A Tensor Based Framework For Large Scale Spatio-Temporal Raster Data Processing

Ulrich Leopold, Christian Braun and Dr. Sukriti Bhattacharya

Playlists: 'foss4g2019' videos starting here / audio / related events

In this paper, we address the course of dimensionality and scalability issues while managing vast volumes of multidimensional raster data in the renewable energy modeling process in an appropriate spatial and temporal context. Tensor representation provides a convenient way to capture inter-dependencies along multiple dimensions. In this direction, we propose a sophisticated approach of handling large-scale multi-layered spatio-temporal data, adopted for raster-based geographic information systems (GIS). Moreover, it can serve as an extension of map algebra to multiple dimensions for spatio-temporal data processing. We use the multidimensional tensor framework to model such problems and apply computational graphs for efficient execution of calculation processes. In this approach, spatio-temporal data can be represented as non-overlapping, regular tiles of 2-D raster data, stacked according to the time of data captured. As a case study, we quantify the spatio-temporal dynamics of solar irradiation calculations and 2.5-D shadow calculations for cities at very high space-time resolution using the proposed framework. For that, we chose Tensorflow, an open source software library developed by Google using data flow graphs and the tensor data structure.

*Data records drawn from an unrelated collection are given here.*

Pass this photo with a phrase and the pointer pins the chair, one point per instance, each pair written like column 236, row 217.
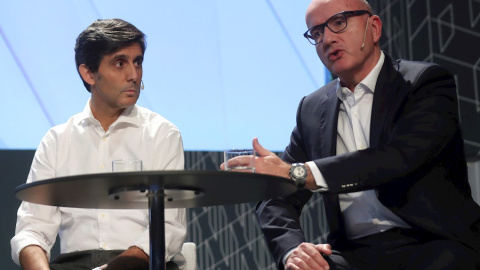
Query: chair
column 189, row 251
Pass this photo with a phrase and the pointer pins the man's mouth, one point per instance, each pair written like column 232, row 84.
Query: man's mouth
column 334, row 55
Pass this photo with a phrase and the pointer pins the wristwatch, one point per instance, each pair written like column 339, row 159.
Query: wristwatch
column 299, row 173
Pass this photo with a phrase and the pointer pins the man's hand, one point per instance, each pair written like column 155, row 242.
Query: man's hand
column 308, row 256
column 266, row 163
column 269, row 163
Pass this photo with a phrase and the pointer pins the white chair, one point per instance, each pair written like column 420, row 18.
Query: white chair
column 189, row 252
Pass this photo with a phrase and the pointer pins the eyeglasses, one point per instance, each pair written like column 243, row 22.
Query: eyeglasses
column 336, row 24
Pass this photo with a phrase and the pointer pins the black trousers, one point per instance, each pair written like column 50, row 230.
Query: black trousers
column 89, row 259
column 402, row 249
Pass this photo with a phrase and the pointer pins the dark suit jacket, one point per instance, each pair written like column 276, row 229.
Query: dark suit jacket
column 415, row 161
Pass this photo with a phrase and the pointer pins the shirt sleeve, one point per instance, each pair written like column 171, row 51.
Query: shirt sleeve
column 37, row 224
column 317, row 175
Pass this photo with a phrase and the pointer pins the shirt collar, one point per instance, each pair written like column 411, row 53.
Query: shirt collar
column 129, row 115
column 368, row 83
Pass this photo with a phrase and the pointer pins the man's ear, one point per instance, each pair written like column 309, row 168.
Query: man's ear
column 86, row 74
column 376, row 28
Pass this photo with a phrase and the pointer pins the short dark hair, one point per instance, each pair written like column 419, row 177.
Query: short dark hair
column 104, row 37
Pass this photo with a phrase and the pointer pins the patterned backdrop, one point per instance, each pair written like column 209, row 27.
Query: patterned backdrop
column 446, row 32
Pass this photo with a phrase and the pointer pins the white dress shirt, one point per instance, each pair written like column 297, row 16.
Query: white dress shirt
column 81, row 146
column 362, row 211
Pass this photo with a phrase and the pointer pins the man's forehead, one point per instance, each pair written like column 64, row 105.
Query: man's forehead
column 127, row 51
column 320, row 10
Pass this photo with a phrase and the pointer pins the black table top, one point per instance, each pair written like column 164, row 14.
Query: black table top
column 128, row 190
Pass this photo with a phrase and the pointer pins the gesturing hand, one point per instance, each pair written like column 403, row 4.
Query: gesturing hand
column 269, row 163
column 308, row 256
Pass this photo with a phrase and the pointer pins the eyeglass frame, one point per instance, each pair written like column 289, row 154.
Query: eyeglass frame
column 351, row 13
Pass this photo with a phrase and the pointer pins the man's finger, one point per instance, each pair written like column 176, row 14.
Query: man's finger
column 259, row 148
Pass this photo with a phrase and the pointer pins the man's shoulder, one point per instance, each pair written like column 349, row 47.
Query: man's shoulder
column 413, row 68
column 154, row 119
column 324, row 91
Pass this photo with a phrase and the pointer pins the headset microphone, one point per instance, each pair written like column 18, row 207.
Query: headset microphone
column 365, row 36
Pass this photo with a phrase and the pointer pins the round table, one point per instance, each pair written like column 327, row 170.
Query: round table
column 155, row 190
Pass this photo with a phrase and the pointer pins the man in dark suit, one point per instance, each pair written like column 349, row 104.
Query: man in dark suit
column 383, row 145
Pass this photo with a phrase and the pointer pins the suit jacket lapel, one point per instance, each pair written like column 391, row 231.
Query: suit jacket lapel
column 382, row 99
column 328, row 132
column 328, row 127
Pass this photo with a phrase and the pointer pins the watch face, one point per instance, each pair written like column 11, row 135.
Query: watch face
column 299, row 171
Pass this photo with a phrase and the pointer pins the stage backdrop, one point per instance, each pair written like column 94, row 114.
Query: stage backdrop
column 227, row 237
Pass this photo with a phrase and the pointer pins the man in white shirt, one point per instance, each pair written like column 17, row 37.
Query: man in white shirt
column 109, row 56
column 383, row 146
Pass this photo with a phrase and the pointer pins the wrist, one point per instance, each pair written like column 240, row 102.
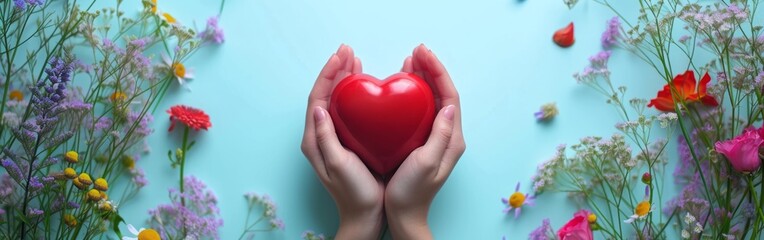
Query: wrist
column 359, row 225
column 409, row 224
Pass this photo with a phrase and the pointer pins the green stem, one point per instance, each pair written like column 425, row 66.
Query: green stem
column 182, row 161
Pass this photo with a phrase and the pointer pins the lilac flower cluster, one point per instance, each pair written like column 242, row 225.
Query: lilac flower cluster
column 542, row 232
column 23, row 4
column 268, row 206
column 310, row 235
column 198, row 218
column 213, row 33
column 597, row 68
column 612, row 33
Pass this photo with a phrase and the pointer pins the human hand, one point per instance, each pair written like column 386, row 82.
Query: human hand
column 358, row 194
column 413, row 186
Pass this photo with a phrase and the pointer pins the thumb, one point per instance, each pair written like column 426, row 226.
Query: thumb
column 440, row 136
column 330, row 145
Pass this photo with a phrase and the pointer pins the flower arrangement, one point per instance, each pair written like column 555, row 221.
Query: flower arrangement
column 79, row 88
column 621, row 181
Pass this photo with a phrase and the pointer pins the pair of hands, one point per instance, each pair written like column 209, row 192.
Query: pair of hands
column 362, row 199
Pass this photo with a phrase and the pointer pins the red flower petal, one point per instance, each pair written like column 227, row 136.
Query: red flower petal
column 564, row 37
column 191, row 117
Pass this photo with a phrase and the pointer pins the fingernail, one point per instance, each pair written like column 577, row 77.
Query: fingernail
column 449, row 112
column 319, row 114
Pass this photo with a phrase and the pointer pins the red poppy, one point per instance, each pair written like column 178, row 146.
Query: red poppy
column 191, row 117
column 686, row 92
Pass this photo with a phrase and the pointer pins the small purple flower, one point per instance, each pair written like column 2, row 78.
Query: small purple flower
column 213, row 32
column 20, row 4
column 13, row 169
column 6, row 186
column 138, row 177
column 542, row 232
column 199, row 218
column 517, row 200
column 33, row 212
column 612, row 33
column 546, row 112
column 35, row 183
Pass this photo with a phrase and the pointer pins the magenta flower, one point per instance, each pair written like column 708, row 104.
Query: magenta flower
column 517, row 200
column 577, row 228
column 742, row 151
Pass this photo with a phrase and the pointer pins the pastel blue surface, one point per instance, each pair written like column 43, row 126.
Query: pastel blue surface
column 499, row 54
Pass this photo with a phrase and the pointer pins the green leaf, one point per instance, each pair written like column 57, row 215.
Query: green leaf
column 115, row 220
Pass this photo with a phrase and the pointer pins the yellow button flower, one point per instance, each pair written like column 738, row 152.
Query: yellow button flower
column 70, row 173
column 118, row 97
column 169, row 18
column 16, row 95
column 128, row 162
column 101, row 184
column 78, row 184
column 642, row 209
column 104, row 205
column 142, row 234
column 70, row 221
column 94, row 195
column 85, row 179
column 591, row 218
column 72, row 157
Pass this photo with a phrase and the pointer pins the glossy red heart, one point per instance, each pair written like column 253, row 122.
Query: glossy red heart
column 382, row 121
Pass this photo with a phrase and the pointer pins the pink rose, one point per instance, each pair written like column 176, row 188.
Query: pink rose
column 742, row 151
column 577, row 228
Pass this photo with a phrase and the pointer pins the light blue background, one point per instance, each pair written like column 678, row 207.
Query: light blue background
column 499, row 54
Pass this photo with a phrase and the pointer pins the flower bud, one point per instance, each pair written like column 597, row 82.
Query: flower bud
column 647, row 178
column 72, row 157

We provide a comprehensive performance evaluation of the proposed model against r.sun based on GRASS GIS. Benchmarking shows that the tensor-based approach outperforms r.sun by up to 60%, concerning overall execution time for high-resolution datasets and fine-grained time intervals for daily sums of solar irradiation [Wh.m-2.day-1]. Precisely, the main characteristics of the proposed framework include defining, optimizing and efficiently calculating mathematical expressions involving multi-dimensional arrays (tensors); Transparent use of GPU computing such that the same code can be run either on CPUs or GPUs; Implicit parallelism and distributed execution with high scalability offered by data-flow based implementation. Moreover, the Python implementation of the proposed model makes it GRASS GIS ‘Add-on’ compatible.